Have yet to name it, so it's being called Baby, or Tiny. I have to assume that they came from the same brood, and its funny to look at them side by side....Xibulbas eaten nothing but meats for nearly a month, and Tiny has only been on them for the last week.

Xibulba is getting WAY more tame. Still not a fan of being taken out of her enclosure, but once shes out shes all good.

She never ended up dropping another piece of her tail, and its actually regenerating nicely. 

They're both in a shed right now.






Tail regen





Xibulba in my hand





Tiny, very upset.





basking together





Size difference is insane!
also, my hubby spent some time and built a stand to put both our tanks on.
love it.


----------



## bwiegmann (Sep 7, 2012)

Love the tanks!!! Beautiful Gu's


----------



## kymzilla (Sep 7, 2012)

thankyou! im hoping they grow super fast, and stay very healthy and very tame.


----------



## DavidRosi (Sep 8, 2012)

Vivs are amazing and beautiful 'gus!


----------



## kymzilla (Sep 8, 2012)

Thankyou!


----------



## SnakeCharmr728 (Sep 8, 2012)

wow! beautiful set ups!!! and gu's!


----------



## kymzilla (Oct 20, 2012)

thought i'd share some new pictures with you guys of my little gu's.
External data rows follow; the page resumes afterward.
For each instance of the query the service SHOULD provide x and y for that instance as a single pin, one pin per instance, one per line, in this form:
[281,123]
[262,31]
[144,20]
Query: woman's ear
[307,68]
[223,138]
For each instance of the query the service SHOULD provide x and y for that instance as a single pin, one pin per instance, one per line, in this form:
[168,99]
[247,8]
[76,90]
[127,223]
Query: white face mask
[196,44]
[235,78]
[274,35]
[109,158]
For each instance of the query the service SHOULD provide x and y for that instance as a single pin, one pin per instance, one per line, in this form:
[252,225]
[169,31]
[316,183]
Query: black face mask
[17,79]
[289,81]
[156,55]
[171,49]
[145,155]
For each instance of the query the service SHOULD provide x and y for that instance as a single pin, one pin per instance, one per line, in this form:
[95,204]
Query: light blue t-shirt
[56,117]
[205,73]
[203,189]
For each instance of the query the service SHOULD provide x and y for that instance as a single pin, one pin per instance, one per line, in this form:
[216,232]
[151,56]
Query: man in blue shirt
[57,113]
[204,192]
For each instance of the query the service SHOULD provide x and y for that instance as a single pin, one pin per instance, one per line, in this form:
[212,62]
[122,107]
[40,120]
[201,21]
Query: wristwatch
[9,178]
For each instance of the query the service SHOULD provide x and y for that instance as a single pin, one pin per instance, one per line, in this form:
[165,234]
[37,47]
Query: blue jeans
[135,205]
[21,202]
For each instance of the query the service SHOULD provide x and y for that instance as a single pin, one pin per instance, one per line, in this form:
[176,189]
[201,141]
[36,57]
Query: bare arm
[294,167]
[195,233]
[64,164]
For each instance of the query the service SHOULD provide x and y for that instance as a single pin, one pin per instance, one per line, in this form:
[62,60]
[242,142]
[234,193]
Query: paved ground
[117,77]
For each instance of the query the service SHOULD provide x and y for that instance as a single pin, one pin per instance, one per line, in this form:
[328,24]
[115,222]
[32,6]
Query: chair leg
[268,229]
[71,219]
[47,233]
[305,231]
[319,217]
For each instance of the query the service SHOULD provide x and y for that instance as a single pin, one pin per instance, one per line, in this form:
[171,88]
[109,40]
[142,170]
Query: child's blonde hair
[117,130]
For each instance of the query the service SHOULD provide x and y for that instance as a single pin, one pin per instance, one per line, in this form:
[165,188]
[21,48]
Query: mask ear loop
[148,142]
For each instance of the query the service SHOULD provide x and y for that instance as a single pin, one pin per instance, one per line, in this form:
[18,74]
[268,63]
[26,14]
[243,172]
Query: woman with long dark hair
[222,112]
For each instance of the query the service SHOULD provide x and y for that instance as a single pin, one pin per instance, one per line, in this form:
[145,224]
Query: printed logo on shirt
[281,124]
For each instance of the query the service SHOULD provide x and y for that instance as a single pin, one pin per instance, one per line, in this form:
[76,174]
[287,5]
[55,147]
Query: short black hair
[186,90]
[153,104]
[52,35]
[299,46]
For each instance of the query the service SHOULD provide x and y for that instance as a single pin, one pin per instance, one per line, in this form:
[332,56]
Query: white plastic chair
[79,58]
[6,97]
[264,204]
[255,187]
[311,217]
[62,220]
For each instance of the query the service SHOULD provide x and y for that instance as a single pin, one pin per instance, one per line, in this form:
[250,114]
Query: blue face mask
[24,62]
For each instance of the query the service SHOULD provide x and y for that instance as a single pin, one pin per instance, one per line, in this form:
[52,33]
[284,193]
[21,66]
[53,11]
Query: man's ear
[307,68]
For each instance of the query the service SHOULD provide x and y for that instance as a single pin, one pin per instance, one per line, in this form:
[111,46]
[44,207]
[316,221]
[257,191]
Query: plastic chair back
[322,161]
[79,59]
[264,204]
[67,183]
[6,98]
Found out they're both male.

here's Xibulba, posing like the prince he is.














And the still unnamed "baby" 

















They're becoming less and less tank agressive. I pulled them both out today with no problems.
Once they're out, they cruise around and poop everywhere, and are a blast.

They get along perfectly with eachother, and my beardie, who sat and watched while i fed them IN his tank.
My beardie doesnt seem fond of them, but he's a big chicken.

I'll try and get a picture of Xibulba's regen on his tail. it's crazy how long its grown back, and it's actually growing scales on it, and shedding with the rest of him now.


----------